And I beheld a pale horse's ass and the name that sat upon him was Death, and hell followed after him.

That's what they wanted to hear. The Gold Star mothers were the sweeteners, and they deserved so much better than that.

The case in point-Pat Smith, the mother of Sean Smith, a State Department employee who was one of the four people killed in the attack on the consulate in Benghazi. "I blame Hillary Clinton personally for the death of my son. That's personally," she said. She accused HRC of lying to her about the circumstances of her son's death.

"For all of this loss, for all of this grief, for all of the cynicism the tragedy in Benghazi has wrought upon America, I blame Hillary Clinton.
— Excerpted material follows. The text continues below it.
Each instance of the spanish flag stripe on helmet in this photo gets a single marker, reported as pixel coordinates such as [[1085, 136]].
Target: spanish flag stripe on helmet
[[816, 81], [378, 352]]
I blame Hillary Clinton personally for the death of my son. That's personally. She lied and then she accused me of being a liar."

Someone out in the crowd shouted, "Hillary For Prison!"

"Hillary for prison, that's right," said Pat Smith. "She should be wearing stripes."

At this point, I couldn't even muster the energy to get angry at the fact that, from the podium of a national convention, the opposing candidate was accused of being half a murderer. There was so much talk about dark betrayals coming from the stage all night that what Smith said got completely lost.

Later, I learned something else. That, during Pat Smith's speech, Trump called into Fox News and forced them to cut away. I learned this just about at the time that He, Trump and Melania were taking their final bows. I got angry then.